Derby County’s Kevin Hector (right) and Luciano Spinosi of Juventus compete for the ball during the European Cup Semi Final 1st Leg at the Stadio Comunale on April 11, 1973 in Turin.
Kevin Hector (right) and Luciano Spinosi compete for the ball during Derby’s 3-1 defeat by Juventus in the first leg of the 1973 European Cup semi-final, a game Brian Clough claimed had been fixed. Photograph: Paul Popper/Popperfoto/Getty Images

If Solti is remembered at all now, it is as a bogeyman, but his story is far more complicated than that. He was born Dezső Steinberger in 1912 to a family of merchants in Balmazújváros, a small town 20 miles north-west of Debrecen. In 1944, after the German invasion of Hungary, he was rounded up with the area’s other Jews and sent to Auschwitz.

His immediate family was killed within hours of arrival but Steinberger was physically fit and so used as labour. He played in goal for one of the camp football teams and began to secure favours by informing on other prisoners. At some point in the winter of 1944-45, Steinberger fixed an SS officer’s car. Impressed by his linguistic ability and general usefulness, the officer began to use Steinberger as a runner and general factotum. That officer was Josef Mengele.

As Soviet forces closed in, Steinberger went on one of the death marches west. Having spent time at Dachau and Mühldorf-Mettenheim he was packed on a train to be taken into the mountains and massacred. However, a local Wehrmacht commander, in a fit of conscience, delayed the train to ensure it would be intercepted by US forces. The US housed him in a temporary camp at Feldafing near Munich, and he was interviewed over his links with Mengele before, eventually, being returned to Hungary. The war had changed him. “I was weakened in everything,” he wrote in his memoir. “I was weak in character, in will, in everything. Auschwitz burned everything.”

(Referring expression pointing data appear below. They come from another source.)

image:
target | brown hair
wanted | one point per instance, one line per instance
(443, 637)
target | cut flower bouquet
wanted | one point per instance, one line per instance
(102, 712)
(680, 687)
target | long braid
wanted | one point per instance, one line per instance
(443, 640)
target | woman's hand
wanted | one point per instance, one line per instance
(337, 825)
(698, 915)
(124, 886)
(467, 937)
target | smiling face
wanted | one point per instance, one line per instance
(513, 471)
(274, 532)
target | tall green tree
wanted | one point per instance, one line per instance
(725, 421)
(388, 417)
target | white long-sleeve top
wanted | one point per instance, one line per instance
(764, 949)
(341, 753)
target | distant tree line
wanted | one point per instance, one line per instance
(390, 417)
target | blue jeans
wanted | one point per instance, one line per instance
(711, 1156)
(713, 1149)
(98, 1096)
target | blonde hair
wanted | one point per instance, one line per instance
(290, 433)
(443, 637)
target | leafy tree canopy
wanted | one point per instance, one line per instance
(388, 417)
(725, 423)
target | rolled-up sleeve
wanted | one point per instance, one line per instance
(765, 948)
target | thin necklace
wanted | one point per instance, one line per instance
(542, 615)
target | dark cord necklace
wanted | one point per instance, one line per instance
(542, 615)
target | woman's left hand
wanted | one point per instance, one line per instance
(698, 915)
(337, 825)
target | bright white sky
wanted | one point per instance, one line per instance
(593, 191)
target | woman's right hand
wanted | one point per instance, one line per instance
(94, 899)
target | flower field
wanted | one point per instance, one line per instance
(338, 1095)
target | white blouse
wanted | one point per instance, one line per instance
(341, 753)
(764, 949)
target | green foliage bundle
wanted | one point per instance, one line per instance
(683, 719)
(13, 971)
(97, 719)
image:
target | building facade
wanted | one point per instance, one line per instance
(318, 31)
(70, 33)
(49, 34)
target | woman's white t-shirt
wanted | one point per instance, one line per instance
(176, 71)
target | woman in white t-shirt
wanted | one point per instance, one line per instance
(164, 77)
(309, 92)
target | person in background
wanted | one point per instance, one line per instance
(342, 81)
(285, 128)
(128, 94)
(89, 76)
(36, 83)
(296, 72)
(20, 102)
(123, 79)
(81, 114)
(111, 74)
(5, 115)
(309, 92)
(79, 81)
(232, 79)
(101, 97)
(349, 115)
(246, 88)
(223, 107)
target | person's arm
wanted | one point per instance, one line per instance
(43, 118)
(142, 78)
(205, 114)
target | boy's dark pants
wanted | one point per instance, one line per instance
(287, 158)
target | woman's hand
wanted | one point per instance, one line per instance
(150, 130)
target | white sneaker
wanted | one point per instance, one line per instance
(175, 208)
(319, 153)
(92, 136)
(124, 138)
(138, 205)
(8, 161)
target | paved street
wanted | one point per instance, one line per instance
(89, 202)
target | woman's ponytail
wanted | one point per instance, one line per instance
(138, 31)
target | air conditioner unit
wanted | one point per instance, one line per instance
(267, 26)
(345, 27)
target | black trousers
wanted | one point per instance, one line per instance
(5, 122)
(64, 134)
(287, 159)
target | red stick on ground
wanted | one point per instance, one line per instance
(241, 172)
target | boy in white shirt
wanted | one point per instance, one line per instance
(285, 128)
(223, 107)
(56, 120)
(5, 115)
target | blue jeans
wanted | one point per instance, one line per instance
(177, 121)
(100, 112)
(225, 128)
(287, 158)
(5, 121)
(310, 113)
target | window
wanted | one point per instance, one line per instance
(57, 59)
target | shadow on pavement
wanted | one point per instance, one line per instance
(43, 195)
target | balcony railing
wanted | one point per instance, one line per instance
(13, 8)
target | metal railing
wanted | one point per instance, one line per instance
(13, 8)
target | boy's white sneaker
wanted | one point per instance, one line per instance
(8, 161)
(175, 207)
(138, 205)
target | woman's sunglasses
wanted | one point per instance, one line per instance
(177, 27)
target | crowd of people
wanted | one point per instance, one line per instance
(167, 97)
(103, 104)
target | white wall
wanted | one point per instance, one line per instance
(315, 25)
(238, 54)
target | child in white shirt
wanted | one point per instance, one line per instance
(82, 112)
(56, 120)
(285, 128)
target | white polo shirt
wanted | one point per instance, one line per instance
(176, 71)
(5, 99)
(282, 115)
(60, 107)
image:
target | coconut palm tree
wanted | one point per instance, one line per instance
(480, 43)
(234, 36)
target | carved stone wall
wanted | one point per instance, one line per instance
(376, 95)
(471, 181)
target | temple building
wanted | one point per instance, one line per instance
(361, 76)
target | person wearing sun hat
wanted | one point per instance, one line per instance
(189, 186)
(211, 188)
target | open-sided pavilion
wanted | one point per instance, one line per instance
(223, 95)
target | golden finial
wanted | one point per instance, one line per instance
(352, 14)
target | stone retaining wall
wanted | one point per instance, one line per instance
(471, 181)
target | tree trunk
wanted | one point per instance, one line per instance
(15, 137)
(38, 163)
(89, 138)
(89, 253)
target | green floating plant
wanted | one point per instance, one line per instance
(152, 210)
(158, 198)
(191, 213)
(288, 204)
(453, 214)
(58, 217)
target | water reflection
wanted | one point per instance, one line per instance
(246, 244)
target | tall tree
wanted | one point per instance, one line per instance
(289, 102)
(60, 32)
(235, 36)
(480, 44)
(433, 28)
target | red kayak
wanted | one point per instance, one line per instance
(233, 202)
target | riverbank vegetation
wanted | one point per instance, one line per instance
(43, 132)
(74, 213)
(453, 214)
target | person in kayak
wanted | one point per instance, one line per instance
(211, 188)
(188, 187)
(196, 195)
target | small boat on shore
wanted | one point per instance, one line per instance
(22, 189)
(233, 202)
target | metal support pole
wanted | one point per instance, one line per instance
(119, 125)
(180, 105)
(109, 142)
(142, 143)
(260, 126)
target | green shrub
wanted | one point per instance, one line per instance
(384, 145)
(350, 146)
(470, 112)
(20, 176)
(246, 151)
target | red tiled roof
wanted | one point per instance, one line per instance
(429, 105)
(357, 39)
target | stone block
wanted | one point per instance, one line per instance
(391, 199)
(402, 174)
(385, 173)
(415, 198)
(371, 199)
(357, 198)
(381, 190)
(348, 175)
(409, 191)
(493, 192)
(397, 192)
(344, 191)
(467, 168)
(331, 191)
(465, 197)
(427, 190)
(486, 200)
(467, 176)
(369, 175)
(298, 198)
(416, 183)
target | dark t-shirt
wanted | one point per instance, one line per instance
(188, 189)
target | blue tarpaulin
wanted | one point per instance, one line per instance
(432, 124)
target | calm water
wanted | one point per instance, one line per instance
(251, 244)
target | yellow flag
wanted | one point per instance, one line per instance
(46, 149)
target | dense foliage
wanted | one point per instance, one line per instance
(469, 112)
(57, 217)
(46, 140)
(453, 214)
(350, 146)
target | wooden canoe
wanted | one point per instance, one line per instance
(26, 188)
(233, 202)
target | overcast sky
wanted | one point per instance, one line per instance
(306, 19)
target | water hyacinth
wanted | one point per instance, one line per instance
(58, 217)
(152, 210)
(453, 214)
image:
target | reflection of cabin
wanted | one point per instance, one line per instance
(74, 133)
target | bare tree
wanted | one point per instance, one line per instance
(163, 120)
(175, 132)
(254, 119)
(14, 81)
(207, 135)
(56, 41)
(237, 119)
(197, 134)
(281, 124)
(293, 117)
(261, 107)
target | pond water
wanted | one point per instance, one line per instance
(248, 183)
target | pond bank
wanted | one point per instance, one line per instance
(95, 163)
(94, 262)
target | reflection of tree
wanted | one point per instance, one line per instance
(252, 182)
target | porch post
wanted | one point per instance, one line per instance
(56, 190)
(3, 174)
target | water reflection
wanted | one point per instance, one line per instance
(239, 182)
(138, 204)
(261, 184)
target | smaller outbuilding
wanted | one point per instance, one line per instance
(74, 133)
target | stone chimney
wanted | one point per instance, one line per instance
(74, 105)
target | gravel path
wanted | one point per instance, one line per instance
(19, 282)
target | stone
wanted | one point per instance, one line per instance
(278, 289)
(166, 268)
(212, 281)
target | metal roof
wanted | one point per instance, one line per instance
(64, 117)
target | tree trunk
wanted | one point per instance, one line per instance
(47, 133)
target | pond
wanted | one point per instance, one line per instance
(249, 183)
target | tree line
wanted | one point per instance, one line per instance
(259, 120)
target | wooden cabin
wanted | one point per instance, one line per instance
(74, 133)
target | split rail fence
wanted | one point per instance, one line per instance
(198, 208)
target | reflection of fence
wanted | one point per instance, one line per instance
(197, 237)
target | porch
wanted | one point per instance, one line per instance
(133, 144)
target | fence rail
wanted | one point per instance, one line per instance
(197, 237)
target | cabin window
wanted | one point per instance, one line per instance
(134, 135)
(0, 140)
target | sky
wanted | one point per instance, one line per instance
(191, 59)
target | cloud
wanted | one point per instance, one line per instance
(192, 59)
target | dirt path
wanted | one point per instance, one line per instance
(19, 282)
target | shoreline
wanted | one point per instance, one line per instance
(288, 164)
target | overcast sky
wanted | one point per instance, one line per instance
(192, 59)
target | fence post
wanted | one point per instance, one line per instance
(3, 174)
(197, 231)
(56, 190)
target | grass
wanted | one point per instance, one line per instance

He was approached by the ÁVH, the Hungarian secret police. Péter Veres, the head of the National Peasants Party, who was the biggest opponent of the Communist programme of collectivisation, was also from Balmazújváros. Did Steinberger know him, and could he trap him into something that would force him to resign? He could, and he did.

As a reward, Steinberger said he wanted to leave the country. The ÁVH told him it could be done if he qualified for an entertainer’s visa. So Steinberger trained as a stage magician and, in 1949, he was granted a passport, issued in the name Dezső Solti. He left for Italy with six female dancers he claimed were essential to his act, but it is clear from ÁVH records that this was cover for trafficking prostitutes.

In Milan, Solti met the great coach Béla Guttmann, another Hungarian Jew. It was Solti’s car, imported from the US, that Guttmann was driving (without a licence) when he struck and killed a 17-year-old student. Solti took the blame for long enough that Guttmann was able to leave the country and avoid the courts. Solti worked with football clubs as an agent – and then more. In March 1990, Solti spent a day with the film director Béla Szobolits, who was researching a documentary.

“He was good-humoured with a mischievous look in his eyes,” Szobolits said. “He talked a lot about women. He was very religious, sensitive, easily moved.

“He lived alone in a very average two-bedroom apartment in Milan. Every day he got up at 7am and prayed for an hour. He would read passages from the Torah. There was a Jewish jeweller of about his age from Romania who came round between 10 and 12 every day. Solti would have lunch alone and sleep. Then, he read the newspapers and went into the town centre for an ice cream. He read philosophy after that. He would have his evening meal, then stand in the window looking over the city, taking in the fresh air, before going to bed after midnight.”

Solti didn’t exactly come clean, but he did admit he had at times given gold watches to referees. “Football is a game of fine margins,” he told Szobolits. “All we did was try to ensure those were not against Inter. If a free-kick is going to be given one way or the other, we wanted to make sure we were seen as the victim not the opposition.”

Just another ambiguity in a life lived in a world of limited morality.